Intorno a noi si era radunato mezzo paese: il calzolaio, la
mugnaia, l’armaiolo. I bambini e le signore rinsecchite che si erano
prese cura di me dopo che ero stata scelta e la mamma si era
ammalata.
Avevo sperato di vederla almeno una volta, prima di lasciare il
villaggio, ma il borgomastro aveva detto che non era possibile. Stava
ancora troppo male. Forse dopo, più tardi, quando sarei tornata
indietro.
Mi sentivo come in partenza per un lungo viaggio anche se in
realtà era una passeggiata di poche ore: dovevo andare fino alla
casa nel bosco e tornare indietro.
Ma una volta la vecchia Gertrud mi aveva avvertito: «Se seguirai
le regole sarai qui prima del tramonto» aveva bisbigliato mentre
cuciva. «Altrimenti, chissà... La nonna abita lontano, possono
accadere cose terribili.»
Si era messa a ridere, e per i sussulti si era punta la mano con
l’ago lungo.
Piccole stille di sangue avevano cominciato a sgocciolare sulla
stoffa. Ma lei non ci aveva fatto caso.
Io invece pensavo a cosa potessero essere, le cose terribili.

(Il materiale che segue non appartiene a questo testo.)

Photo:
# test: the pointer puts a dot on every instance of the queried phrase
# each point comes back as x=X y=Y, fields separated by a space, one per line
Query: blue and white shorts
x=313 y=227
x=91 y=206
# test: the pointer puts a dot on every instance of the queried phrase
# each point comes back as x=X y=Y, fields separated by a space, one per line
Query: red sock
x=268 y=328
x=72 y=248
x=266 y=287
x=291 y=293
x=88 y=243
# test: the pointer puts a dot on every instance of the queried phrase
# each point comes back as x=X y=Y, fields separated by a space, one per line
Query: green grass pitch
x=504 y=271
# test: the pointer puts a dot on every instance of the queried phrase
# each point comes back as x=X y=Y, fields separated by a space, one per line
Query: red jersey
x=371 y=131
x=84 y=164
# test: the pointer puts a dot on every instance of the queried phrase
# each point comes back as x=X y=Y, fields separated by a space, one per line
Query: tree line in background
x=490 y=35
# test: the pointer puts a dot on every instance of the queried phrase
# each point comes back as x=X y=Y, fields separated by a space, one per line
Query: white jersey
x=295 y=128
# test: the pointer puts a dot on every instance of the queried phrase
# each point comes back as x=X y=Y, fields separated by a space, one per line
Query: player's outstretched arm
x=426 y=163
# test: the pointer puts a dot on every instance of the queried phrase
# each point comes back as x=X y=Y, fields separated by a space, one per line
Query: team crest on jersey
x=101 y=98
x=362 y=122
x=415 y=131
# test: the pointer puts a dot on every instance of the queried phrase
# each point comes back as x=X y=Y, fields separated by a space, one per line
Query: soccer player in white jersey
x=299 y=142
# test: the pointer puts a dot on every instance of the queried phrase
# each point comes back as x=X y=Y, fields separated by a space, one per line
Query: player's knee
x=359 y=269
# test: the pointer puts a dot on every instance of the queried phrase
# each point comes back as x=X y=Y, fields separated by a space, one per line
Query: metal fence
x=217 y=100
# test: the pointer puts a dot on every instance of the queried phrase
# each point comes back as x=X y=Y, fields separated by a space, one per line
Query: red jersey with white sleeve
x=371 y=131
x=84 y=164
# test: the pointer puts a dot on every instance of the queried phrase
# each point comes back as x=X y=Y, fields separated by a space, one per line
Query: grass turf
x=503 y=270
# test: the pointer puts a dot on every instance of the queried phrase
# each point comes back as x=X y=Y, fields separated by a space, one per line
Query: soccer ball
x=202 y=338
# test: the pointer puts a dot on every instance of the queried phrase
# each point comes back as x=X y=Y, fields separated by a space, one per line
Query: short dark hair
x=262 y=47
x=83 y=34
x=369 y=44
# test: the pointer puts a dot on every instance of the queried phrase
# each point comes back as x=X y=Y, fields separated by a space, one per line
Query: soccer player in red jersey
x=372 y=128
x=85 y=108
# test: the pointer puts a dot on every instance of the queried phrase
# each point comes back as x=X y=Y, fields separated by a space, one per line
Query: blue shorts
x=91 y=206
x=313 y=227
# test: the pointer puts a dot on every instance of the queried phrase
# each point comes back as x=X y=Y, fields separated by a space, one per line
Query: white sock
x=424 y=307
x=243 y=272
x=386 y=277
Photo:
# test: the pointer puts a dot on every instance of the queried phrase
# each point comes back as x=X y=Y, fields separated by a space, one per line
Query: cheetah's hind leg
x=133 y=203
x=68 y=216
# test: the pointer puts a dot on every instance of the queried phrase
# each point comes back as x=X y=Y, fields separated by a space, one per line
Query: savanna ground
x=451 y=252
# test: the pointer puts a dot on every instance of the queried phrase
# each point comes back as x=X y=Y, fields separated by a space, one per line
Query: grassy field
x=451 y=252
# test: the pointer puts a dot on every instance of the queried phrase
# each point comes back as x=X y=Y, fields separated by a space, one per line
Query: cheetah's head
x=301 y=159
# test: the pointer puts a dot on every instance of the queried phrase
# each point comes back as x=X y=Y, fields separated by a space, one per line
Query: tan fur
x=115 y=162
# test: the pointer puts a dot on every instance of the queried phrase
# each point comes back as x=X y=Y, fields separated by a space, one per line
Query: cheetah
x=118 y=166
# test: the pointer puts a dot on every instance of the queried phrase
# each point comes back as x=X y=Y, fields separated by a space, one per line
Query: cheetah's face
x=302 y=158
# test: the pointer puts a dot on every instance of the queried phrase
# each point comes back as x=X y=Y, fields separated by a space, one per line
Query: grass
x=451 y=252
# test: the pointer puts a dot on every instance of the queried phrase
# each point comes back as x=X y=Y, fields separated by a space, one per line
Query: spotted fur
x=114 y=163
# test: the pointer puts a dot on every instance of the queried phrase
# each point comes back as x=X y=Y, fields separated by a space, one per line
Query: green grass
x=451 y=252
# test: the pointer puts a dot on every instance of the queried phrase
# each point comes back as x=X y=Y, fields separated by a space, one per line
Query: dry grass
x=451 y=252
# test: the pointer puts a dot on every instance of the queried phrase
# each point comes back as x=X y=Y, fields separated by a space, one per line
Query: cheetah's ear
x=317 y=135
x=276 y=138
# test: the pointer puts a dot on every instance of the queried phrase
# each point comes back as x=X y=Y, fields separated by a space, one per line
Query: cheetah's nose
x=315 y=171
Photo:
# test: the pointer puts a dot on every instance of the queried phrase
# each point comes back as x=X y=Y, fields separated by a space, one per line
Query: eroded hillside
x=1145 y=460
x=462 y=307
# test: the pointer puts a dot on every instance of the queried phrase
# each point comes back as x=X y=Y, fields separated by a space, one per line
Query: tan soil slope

Il borgomastro mi accompagnò fino alle case più esterne e gli altri
ci vennero dietro. Sentivo i loro passi alle spalle, il ticchettio degli
zoccoli contro le pietre del selciato, ma nessuno parlava o quasi. Era
un corteo silenzioso e solenne.
Ci fermammo davanti alla casa di Ernst il contadino e le oche
vennero a curiosare infilando la testa fuori dal recinto.
«Bene bene» ripeté il borgomastro.
La vecchia Gertrud avanzò, pallida e tirata come un panno
lucidato d’olio, tanto che le si potevano contare le vene azzurre sotto
la pelle.
Mi afferrò un po’ troppo bruscamente, facendomi quasi
inciampare. Poi le sue mani si mossero veloci intorno a me per
sistemarmi la treccia, mettermi il mantello e stringere il laccio del
cappuccio.
«Dov’è il cestino?» domandò il borgomastro.
Carl, il panettiere, glielo consegnò. A sua volta il borgomastro lo
passò a me. Era grande, di vimini, con il coperchio chiuso da
fermagli.
Era anche molto pesante, non sarebbe stato facile trascinarmelo
dietro per tutto il giorno. Per fortuna, durante l’inverno, mi ero
allenata.
«Le regole. Ripetile un’ultima volta.»
«Prima regola: non fermarmi» dissi. «Seconda: non lasciare il
sentiero. Terza: non aprire mai il cestino.»